Scarlett shook her head. She wasn’t going to go hog-wild. Jeans and a couple of shirts and sweaters were enough. She didn’t want to say it in front of Farrie, but she’d never liked wearing other people’s clothes. Everyone had their dream; for Farrie, it was to live in a big house with a bed with a ruffled tester, and have a real family. For Scarlett, who had worn used clothing most of her life, it was to have her own clothes. Just a few. But all new.
Judy Heamstead came in carrying two cardboard boxes stacked on top of each other. “Here,” she said, trying to see over them, “I hope these have got some shoes. These are sure heavy enough.”
Seeing no place to put them, Judy opened her arms and let the boxes drop to the floor. The minister’s daughter was seventeen and wore jeans with a huge oversized red sweater, a down jacket, and cowboy boots.
“Are you going to wear that?”
She stared at Farrie openly. “My cousin Ina was a flower girl in that for my mamma’s wedding years ago. The hat, too.”
“A flower girl?” Farrie’s eyes were big. “In a real wedding?”
“Take it off,” Scarlett told her. Weddings were not a good subject. There was no need to encourage her sister.
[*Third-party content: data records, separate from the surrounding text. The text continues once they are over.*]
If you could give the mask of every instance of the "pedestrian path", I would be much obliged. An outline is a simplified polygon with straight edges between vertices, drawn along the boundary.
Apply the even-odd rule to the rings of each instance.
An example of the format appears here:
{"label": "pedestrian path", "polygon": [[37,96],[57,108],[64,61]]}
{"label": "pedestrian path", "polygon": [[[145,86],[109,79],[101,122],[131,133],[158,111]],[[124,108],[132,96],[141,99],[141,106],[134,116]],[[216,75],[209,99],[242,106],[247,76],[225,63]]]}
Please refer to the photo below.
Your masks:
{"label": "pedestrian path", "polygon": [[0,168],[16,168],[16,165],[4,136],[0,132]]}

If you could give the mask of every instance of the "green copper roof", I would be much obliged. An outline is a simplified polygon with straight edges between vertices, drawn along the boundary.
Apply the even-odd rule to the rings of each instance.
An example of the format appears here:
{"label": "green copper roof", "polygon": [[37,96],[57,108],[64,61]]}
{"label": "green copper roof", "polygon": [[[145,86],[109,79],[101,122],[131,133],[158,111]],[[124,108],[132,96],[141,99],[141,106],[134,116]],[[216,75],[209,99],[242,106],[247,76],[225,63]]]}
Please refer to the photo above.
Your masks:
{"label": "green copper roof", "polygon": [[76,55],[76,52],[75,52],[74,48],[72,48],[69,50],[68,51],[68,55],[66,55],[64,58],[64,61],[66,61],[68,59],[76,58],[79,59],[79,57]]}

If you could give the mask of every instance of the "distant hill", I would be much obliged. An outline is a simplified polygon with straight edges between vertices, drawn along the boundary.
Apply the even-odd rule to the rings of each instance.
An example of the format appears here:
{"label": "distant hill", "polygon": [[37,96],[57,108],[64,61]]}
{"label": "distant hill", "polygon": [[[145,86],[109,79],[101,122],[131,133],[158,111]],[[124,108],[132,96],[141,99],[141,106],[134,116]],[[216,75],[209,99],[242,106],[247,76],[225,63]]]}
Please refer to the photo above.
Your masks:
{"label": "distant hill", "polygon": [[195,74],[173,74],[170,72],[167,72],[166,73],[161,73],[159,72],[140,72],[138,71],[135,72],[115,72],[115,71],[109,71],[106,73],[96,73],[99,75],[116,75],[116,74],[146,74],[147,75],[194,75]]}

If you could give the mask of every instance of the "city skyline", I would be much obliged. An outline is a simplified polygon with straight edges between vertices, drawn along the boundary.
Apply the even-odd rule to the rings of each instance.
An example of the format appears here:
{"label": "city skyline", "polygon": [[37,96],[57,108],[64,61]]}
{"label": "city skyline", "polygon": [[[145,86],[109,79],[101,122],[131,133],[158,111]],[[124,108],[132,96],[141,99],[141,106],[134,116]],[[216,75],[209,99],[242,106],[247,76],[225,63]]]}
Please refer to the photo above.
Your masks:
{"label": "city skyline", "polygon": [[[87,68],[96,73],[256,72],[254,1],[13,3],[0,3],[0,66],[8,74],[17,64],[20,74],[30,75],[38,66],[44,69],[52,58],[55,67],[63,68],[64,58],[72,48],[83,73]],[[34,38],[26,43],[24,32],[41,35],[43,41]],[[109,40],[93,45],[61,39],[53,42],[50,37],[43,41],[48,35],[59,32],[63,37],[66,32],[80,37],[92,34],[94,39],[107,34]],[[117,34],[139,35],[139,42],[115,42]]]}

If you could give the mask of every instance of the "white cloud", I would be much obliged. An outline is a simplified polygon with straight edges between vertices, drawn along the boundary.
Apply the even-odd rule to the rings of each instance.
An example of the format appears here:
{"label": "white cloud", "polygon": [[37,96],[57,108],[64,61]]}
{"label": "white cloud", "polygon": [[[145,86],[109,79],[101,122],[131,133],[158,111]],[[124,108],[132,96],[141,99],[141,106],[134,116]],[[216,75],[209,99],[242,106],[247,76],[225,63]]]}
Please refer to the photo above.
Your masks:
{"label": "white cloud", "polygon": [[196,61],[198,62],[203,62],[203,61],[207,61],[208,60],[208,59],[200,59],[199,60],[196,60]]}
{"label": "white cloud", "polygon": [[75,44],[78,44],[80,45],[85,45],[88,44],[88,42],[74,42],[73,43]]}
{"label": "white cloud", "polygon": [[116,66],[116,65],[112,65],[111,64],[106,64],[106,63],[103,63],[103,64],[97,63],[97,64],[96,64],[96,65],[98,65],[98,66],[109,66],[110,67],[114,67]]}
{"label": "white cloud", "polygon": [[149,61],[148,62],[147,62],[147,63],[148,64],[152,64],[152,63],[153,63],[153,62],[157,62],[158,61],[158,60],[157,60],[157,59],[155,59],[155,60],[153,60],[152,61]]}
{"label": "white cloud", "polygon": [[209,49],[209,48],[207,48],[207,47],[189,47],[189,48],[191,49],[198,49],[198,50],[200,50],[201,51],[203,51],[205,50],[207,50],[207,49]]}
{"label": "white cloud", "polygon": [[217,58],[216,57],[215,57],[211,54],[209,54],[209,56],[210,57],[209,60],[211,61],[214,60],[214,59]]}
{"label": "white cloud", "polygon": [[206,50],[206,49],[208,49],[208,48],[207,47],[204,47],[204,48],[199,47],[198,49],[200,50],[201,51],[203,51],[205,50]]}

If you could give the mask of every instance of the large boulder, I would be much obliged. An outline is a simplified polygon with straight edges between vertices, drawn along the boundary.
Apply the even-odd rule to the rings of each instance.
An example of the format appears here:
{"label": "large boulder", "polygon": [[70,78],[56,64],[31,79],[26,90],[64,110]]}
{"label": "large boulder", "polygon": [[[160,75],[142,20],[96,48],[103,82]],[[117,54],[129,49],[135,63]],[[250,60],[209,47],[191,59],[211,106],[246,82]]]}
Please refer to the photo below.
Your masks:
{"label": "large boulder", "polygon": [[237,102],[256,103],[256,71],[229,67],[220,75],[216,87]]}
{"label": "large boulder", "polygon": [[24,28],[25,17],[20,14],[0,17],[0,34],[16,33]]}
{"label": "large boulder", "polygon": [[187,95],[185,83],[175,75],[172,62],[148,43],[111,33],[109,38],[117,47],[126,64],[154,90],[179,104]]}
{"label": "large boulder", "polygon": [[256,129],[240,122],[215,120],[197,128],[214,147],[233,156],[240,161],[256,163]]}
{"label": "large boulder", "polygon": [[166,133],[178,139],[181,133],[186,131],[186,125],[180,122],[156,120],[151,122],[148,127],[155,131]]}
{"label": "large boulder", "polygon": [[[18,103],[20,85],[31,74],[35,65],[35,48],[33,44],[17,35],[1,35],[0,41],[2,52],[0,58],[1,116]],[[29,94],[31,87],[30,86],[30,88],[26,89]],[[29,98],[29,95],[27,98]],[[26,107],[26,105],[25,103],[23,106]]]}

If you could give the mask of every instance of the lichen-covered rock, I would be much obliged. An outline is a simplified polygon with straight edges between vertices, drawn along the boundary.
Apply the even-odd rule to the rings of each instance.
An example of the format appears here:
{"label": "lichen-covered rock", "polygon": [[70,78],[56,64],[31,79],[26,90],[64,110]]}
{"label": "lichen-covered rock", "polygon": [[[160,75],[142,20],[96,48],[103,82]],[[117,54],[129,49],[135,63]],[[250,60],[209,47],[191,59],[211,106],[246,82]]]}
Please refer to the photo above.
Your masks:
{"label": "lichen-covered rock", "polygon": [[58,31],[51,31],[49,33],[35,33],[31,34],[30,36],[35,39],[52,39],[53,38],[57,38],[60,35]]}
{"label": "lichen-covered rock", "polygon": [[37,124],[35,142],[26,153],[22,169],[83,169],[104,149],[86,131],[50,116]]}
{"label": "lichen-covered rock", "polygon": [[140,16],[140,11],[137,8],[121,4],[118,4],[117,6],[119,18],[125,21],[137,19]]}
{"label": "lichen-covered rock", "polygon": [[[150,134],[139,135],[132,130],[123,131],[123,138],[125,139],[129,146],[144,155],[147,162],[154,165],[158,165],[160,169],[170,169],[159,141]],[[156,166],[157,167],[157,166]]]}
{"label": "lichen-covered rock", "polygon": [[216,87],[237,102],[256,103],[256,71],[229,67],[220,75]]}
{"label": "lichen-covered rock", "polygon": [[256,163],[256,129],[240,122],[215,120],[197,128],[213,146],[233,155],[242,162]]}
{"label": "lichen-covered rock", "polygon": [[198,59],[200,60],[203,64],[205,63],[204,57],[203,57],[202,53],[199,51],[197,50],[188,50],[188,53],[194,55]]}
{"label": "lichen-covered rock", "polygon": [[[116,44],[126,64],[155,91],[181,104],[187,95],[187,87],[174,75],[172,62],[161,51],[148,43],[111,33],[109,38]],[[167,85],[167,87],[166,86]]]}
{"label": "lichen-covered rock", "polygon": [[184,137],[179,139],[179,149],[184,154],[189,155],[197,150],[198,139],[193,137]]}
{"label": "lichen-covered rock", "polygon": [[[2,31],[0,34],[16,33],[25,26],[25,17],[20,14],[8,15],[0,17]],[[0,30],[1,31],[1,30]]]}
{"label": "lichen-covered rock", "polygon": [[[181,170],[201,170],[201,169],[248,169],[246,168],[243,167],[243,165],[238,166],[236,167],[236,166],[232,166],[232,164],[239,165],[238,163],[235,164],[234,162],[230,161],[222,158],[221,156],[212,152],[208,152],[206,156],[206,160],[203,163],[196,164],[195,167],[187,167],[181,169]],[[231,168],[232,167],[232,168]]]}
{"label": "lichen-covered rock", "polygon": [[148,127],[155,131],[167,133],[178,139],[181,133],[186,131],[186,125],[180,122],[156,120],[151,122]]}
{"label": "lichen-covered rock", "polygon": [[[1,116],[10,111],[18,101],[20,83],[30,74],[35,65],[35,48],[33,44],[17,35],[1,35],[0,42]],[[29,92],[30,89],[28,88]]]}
She got to her knees and pulled the boxes to her. “What I need for Farrie is a warm coat. What’s in these?”
“I hope it’s shoes.” Judy sat down on the floor beside them. “You need shoes. You can’t keep on those rubber sandals, it’s too cold.”
The minister’s daughter stopped, her cheeks reddening. The reasons why the two Scraggs girls were at the sheriff’s house were, her mother had warned, none of Judy’s business. But since she’d brought in the boxes from the church, Judy had been dying to find out. “If these boxes don’t have any shoes in them maybe we can find some of Sheila’s old ones upstairs.”
Scarlett was silent for a moment. “Do you know them? The sheriff? And his family here?”
The other girl nodded. “My mother and Alicia Grissom went to school together.” She looked around the big room. “Mamma remembers when the first sheriff gave Buck’s mother this house. It used to be in Mrs. Grissom’s family but they ran out of money and lost it years ago. It was almost falling down. Hey, will you look here?” She seized something and held it up. “No wonder the box was so heavy! I thought there were shoes in it.”
“Books.” Scarlett picked one up, curious. “A cookbook?”
“It’s stuff left over from the last rummage sale,” Judy murmured. “Goodness, haven’t you ever seen a cookbook?”